How Predictable Is Language Model Benchmark Performance?
We investigate large language model performance across five orders of magnitude of compute scaling, finding that compute-focused extrapolations are a promising way to forecast AI capabilities.
- We investigate large language model performance across five orders of magnitude of compute scaling in 11 recent model architectures at 36 different model sizes.
- We present data on performance in BIG-Bench and MMLU, covering a range of model sizes and architectures.
- We examine trends in performance, showing a fairly smooth relationship between overall performance and scale, consistent with an S-curve.
- We outline an approach for predicting benchmark performance based on compute scaling.
- We back-test predictability of aggregate benchmark performance using this approach, showing that performance is moderately predictable from compute scaling.

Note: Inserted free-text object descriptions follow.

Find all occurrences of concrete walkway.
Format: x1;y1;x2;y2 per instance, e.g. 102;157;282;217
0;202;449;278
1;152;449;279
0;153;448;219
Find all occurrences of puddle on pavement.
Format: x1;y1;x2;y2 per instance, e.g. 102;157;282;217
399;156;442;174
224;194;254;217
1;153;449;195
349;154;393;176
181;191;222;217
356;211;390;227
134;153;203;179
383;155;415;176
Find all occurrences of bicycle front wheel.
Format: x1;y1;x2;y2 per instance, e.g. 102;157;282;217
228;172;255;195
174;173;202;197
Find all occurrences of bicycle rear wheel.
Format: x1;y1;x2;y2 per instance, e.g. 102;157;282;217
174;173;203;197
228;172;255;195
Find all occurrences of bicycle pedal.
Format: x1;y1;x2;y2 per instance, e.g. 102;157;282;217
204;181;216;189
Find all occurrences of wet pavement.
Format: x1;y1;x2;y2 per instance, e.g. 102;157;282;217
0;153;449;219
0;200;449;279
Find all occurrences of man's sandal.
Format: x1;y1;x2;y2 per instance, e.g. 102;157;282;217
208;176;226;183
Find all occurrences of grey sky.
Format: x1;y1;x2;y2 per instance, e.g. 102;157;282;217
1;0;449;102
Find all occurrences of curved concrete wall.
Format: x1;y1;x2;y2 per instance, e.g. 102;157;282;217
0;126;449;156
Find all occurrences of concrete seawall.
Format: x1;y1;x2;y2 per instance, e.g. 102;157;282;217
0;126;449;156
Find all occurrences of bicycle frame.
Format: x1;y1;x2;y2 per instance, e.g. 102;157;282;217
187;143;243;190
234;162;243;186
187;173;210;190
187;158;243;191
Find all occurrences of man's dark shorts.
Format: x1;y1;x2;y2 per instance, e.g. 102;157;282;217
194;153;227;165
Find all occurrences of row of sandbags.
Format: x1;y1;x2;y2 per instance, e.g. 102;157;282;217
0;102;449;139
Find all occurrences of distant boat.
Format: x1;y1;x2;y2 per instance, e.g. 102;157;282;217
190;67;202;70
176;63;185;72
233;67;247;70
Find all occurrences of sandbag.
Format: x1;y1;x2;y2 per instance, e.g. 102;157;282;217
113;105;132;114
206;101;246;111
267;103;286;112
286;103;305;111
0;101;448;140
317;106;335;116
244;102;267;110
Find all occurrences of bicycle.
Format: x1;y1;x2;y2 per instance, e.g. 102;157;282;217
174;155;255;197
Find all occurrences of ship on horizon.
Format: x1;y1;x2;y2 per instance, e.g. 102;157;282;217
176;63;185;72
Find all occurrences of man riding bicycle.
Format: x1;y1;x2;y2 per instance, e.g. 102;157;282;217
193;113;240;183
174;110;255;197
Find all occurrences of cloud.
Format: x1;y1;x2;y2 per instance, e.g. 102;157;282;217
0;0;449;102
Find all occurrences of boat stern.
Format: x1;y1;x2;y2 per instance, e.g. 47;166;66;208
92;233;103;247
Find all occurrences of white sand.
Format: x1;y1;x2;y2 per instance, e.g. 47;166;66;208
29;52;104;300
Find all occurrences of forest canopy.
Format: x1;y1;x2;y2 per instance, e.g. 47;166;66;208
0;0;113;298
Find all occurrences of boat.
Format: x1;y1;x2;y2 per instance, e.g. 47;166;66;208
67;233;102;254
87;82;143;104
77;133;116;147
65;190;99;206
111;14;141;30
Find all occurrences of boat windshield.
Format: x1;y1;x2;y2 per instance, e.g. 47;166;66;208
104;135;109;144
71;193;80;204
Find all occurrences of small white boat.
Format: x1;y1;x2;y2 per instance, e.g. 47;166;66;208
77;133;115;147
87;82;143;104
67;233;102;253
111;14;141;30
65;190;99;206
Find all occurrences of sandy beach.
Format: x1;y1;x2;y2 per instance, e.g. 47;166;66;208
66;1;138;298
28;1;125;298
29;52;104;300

- We show that individual benchmark tasks are less predictable, but remain more predictable than chance or a simple per-task average baseline.
- We conclude that compute-based extrapolations are a promising way to forecast AI capabilities.
Scaling laws allow prediction of a model’s loss from model and dataset sizes. However, scaling does not directly predict a model’s performance on downstream tasks - as assessed through benchmarks. To bridge this gap, we build on pre-existing methods and fit model performance against scaling laws. We then use back-testing to evaluate how well these fits can predict benchmark performance.
First, we use scaling laws to map models to loss according to model size, N, and dataset size, D. Loss can equivalently be expressed in terms of scaled compute - the compute required to achieve this loss under optimal scaling of N and D. This allows every model in our dataset to be associated with its scaled compute, as shown in Figure 1.
Subsequently, we fit curves relating benchmark performance to loss. This leads to fits like those in Figure 2, predicting performance from loss (expressed as scaled compute). We favor simple forms with few parameters throughout this work, as we typically have small datasets on the order of tens of datapoints per task. To evaluate predictability, we perform back-tests: we hold out points to the right of the loss-performance curves when fitting, and then assess error in the predictions. We investigate fits for aggregate benchmark performance and individual benchmark tasks.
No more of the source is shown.